What if you only had these ten days to live and you wanted to make these the best days of the year? How would you spend your time? Gregg Krech, author, expert on Japanese mental health therapies, and Executive Director of the ToDo Institute, suggests three things to consider.
The first, he says, is to consider your choices carefully. Will you try to read as many books as you can get through, spend more time with your loved ones, give time and energy to your favorite cause, enjoy nature, or write poetry?
Second, experience whatever you choose to do differently, that is, stay focused, avoid trying to do more than one thing at a time, and be present for the experience instead of a sending your thoughts a million miles away from your body.

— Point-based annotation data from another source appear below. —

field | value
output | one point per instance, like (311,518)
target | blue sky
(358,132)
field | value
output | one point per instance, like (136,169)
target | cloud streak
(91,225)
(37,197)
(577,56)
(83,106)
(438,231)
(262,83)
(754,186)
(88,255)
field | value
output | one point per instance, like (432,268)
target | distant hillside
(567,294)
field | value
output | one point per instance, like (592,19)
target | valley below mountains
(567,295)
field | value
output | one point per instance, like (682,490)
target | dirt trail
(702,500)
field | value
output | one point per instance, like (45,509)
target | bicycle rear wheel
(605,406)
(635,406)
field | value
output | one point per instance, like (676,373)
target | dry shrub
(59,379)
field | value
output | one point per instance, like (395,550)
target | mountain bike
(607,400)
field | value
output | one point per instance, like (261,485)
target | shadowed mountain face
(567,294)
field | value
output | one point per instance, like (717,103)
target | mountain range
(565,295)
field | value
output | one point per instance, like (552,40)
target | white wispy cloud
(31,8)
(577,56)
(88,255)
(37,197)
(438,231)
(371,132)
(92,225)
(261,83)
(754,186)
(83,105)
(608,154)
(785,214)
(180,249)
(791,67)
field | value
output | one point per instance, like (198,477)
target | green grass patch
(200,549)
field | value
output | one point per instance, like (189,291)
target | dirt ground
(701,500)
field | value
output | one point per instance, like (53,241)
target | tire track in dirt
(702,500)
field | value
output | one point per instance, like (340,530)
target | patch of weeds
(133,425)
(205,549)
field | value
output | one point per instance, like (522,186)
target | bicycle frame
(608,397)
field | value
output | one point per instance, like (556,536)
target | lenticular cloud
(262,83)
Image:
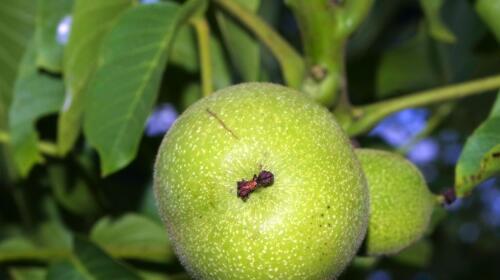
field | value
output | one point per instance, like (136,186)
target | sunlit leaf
(36,94)
(124,89)
(437,28)
(489,10)
(89,262)
(480,158)
(92,19)
(239,41)
(50,47)
(133,237)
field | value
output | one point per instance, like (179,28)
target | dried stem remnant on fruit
(244,187)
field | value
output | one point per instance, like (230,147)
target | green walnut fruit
(259,182)
(400,202)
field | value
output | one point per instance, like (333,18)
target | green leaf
(239,41)
(49,15)
(71,191)
(133,237)
(89,262)
(92,20)
(150,275)
(480,158)
(17,247)
(437,28)
(36,94)
(406,67)
(28,273)
(51,240)
(16,27)
(221,73)
(125,86)
(184,50)
(489,10)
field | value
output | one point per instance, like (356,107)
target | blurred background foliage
(61,219)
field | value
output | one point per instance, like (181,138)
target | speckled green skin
(307,225)
(400,202)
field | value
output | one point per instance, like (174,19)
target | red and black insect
(244,187)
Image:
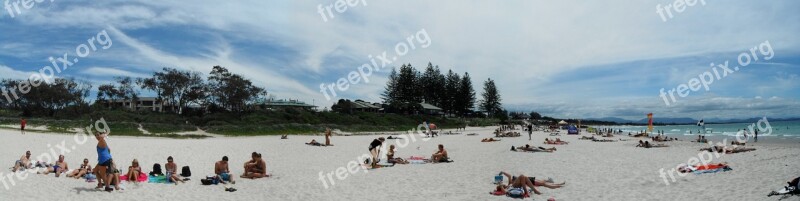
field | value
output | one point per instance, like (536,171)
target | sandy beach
(592,170)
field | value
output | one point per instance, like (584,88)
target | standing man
(530,131)
(756,135)
(328,137)
(22,124)
(374,149)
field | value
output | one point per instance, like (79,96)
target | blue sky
(573,59)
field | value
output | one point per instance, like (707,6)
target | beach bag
(156,170)
(516,193)
(185,172)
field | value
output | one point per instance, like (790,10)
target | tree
(231,91)
(491,99)
(451,92)
(466,95)
(389,94)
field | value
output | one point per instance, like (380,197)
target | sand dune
(593,171)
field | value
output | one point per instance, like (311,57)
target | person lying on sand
(557,141)
(489,140)
(59,168)
(314,143)
(646,144)
(530,148)
(133,171)
(711,166)
(255,168)
(83,170)
(172,171)
(545,183)
(24,162)
(222,172)
(440,155)
(391,159)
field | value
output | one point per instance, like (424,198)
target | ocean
(777,129)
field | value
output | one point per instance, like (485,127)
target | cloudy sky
(575,59)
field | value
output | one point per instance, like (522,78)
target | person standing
(22,123)
(530,131)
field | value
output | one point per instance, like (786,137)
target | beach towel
(142,177)
(157,179)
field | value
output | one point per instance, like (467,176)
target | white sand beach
(591,170)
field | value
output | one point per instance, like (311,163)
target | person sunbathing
(172,171)
(391,159)
(712,166)
(314,143)
(530,148)
(556,142)
(440,155)
(133,171)
(83,170)
(24,162)
(489,140)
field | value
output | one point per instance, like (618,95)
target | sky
(568,59)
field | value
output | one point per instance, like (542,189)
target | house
(430,109)
(273,104)
(140,104)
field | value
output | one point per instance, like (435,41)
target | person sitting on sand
(314,143)
(83,170)
(521,182)
(440,155)
(59,168)
(172,171)
(489,140)
(24,162)
(222,171)
(391,159)
(133,171)
(257,168)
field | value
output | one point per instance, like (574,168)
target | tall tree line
(408,87)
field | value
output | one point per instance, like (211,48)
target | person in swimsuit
(83,170)
(59,168)
(133,171)
(172,171)
(374,149)
(328,137)
(222,171)
(104,160)
(440,155)
(24,162)
(258,168)
(390,157)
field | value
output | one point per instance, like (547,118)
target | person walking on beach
(104,161)
(328,137)
(530,131)
(374,149)
(22,123)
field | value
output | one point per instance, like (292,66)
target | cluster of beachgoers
(109,176)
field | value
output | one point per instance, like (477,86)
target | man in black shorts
(374,149)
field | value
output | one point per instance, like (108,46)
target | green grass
(126,123)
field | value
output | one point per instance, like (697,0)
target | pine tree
(491,99)
(465,100)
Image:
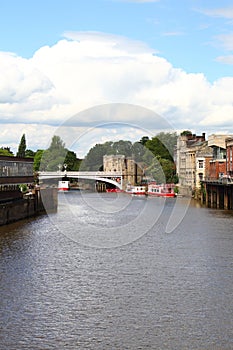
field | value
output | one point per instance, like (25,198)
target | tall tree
(22,147)
(5,151)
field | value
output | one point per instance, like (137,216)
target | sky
(98,70)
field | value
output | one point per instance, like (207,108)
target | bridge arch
(88,175)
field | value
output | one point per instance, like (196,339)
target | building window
(201,164)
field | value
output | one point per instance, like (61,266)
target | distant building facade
(218,162)
(132,172)
(192,160)
(229,156)
(14,171)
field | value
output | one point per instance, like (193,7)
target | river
(111,271)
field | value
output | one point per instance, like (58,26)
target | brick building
(132,172)
(14,171)
(229,156)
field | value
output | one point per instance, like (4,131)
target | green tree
(54,156)
(71,161)
(22,147)
(5,151)
(158,148)
(144,140)
(29,153)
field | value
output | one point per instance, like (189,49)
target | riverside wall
(41,201)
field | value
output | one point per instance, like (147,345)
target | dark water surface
(158,290)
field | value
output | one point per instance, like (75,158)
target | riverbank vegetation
(154,155)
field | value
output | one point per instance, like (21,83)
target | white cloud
(85,70)
(226,41)
(225,59)
(138,1)
(224,12)
(173,33)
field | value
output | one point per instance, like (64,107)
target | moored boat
(136,190)
(63,185)
(163,190)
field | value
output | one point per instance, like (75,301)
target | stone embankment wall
(41,201)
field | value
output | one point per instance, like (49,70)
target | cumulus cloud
(226,41)
(224,12)
(87,69)
(225,59)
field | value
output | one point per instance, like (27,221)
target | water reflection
(161,291)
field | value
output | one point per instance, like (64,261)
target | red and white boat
(136,190)
(163,190)
(115,190)
(63,185)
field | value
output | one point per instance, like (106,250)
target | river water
(110,271)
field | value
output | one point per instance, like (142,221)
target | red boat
(164,190)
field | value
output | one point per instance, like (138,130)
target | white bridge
(115,178)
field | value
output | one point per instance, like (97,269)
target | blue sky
(184,32)
(190,41)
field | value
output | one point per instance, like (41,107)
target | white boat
(63,185)
(163,190)
(136,190)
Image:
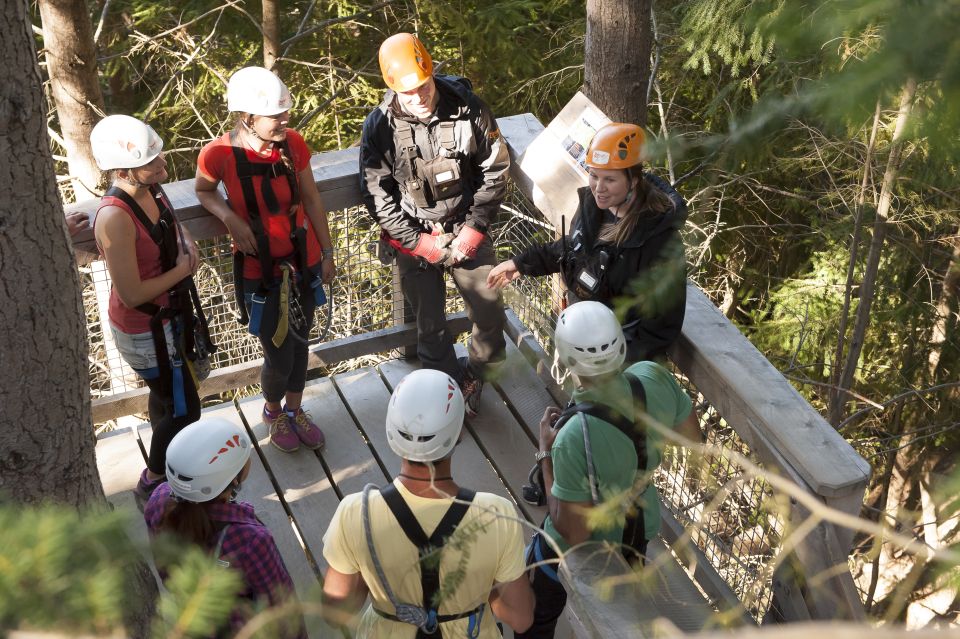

The third recommendation is to “continuously reflect on how you are cared for and supported by others. Who’s part of your support team at this very moment. The furnace (heat)? A chair? Your eyeglasses? Warm socks? Electricity? A hot cup of coffee? Sunlight? Music? A computer? Can you stay aware of what you’re receiving even when you’re rushed?”
Sounds like good advice even if we believe we have another full year ahead of us.
Seems to me that were there only 10 days to live that I should/would be focused on those I leave behind and how to support them when I’m gone, not on how I am to be supported by others. What provisions have I made for them to make their lives easier trying to “clean up” what I leave behind.
It’s all about gratitude, how you have been and are being supported by others.